3. BUSINESS COMBINATIONS
Juniper Pharmaceuticals Acquisition
On August 14, 2018, Operating Company acquired Juniper Pharmaceuticals, Inc., a Delaware corporation ("Juniper") through a tender offer and back-end merger, pursuant to the terms of an agreement and plan of merger (the "Juniper Merger Agreement"), and Juniper became a wholly owned subsidiary of Operating Company. Under the terms of the Juniper Merger Agreement, all outstanding options to purchase Juniper shares were canceled in exchange for cash equal to the product of the number of Juniper shares subject to the option and the difference between the price per share paid in the tender offer and the exercise price. Similarly, all outstanding restricted stock units in respect of Juniper shares were canceled in exchange for cash equal to the product of the number of units and the price per share paid in the tender offer. Juniper has expertise in formulation development and supply and augments the Company's pre-existing portfolio of solid-state screening, pre-formulation, formulation, analytical, and bioavailability enhancement solutions, including the development of drug products produced using spray-dried dispersion, with integrated development, analytical, and clinical manufacturing. Juniper also owns the ex-U.S. rights to and supplies for sale to its licensee of such rights CRINONE®, a reproductive therapy. The primary operations of the acquired business are located in owned facilities aggregating 38,000 square feet in Nottingham, U.K. and is now included in the Oral Drug Delivery segment. Results of this segment include the results of Juniper for the period since the acquisition.

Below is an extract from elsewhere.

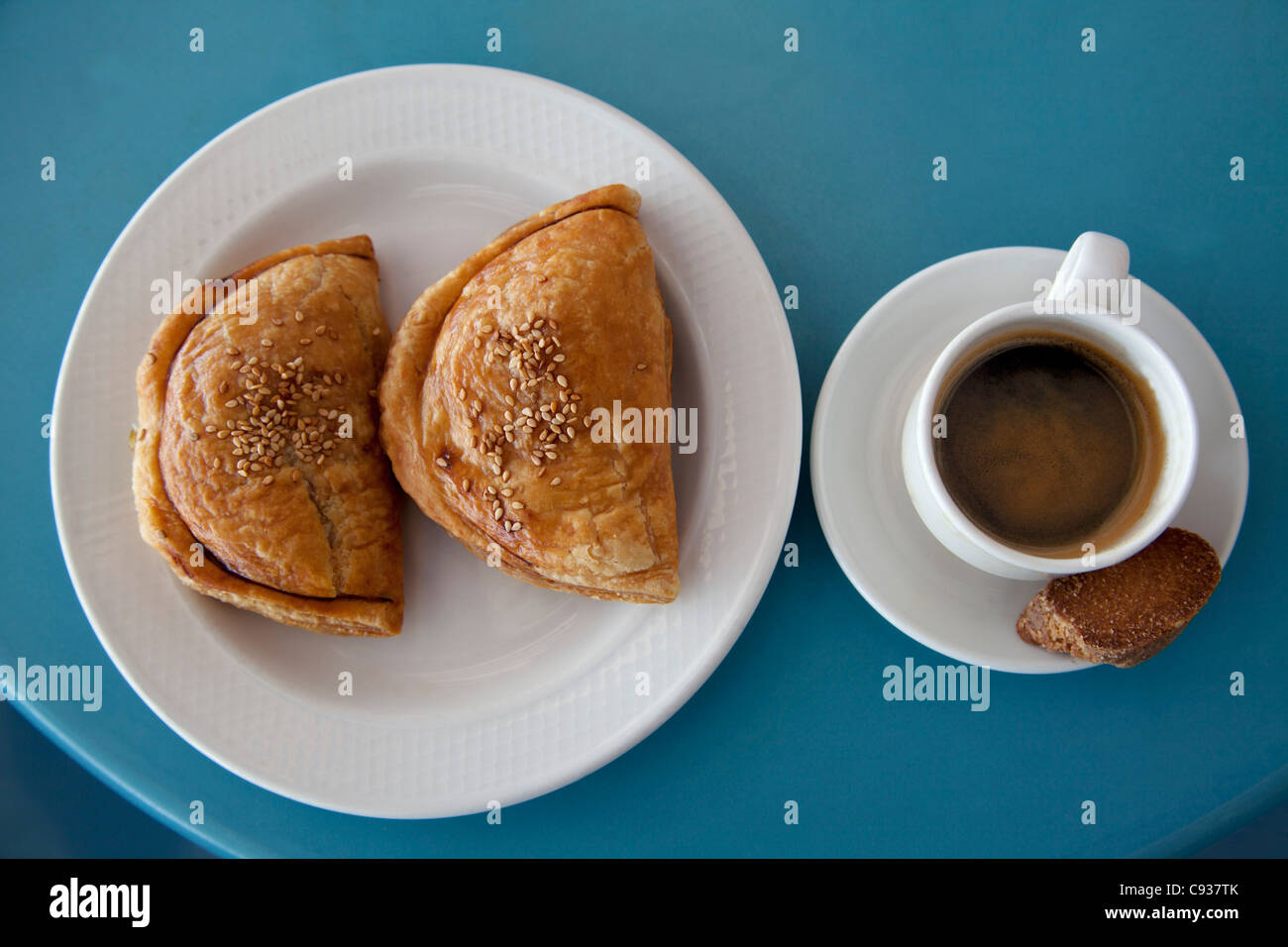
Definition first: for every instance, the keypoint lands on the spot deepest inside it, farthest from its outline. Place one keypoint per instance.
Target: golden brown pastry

The aggregate purchase consideration, net of cash acquired, was $127.5 million, which was funded by cash on hand. As a result of the preliminary fair value allocations, the Company recognized intangible assets of $69.0 million and $10.0 million for product relationships and customer relationships, respectively. The remainder of the preliminary fair value was allocated to tangible assets acquired and goodwill. The fair value allocation is expected to be completed upon finalization of an independent appraisal over the next several months, but no later than one year from the acquisition date.
4. GOODWILL
The following table summarizes the changes between June 30, 2018 and December 31, 2018 in the carrying amount of goodwill in total and by reporting segment:
(Dollars in millions)Softgel TechnologiesBiologics and Specialty Drug DeliveryOral Drug DeliveryClinical Supply ServicesTotal
Balance at June 30, 2018$415.2 $505.7 $319.9 $156.4 $1,397.2 
Additions  42.9  42.9 
Foreign currency translation adjustments(7.1)(0.9)(5.2)(5.5)(18.7)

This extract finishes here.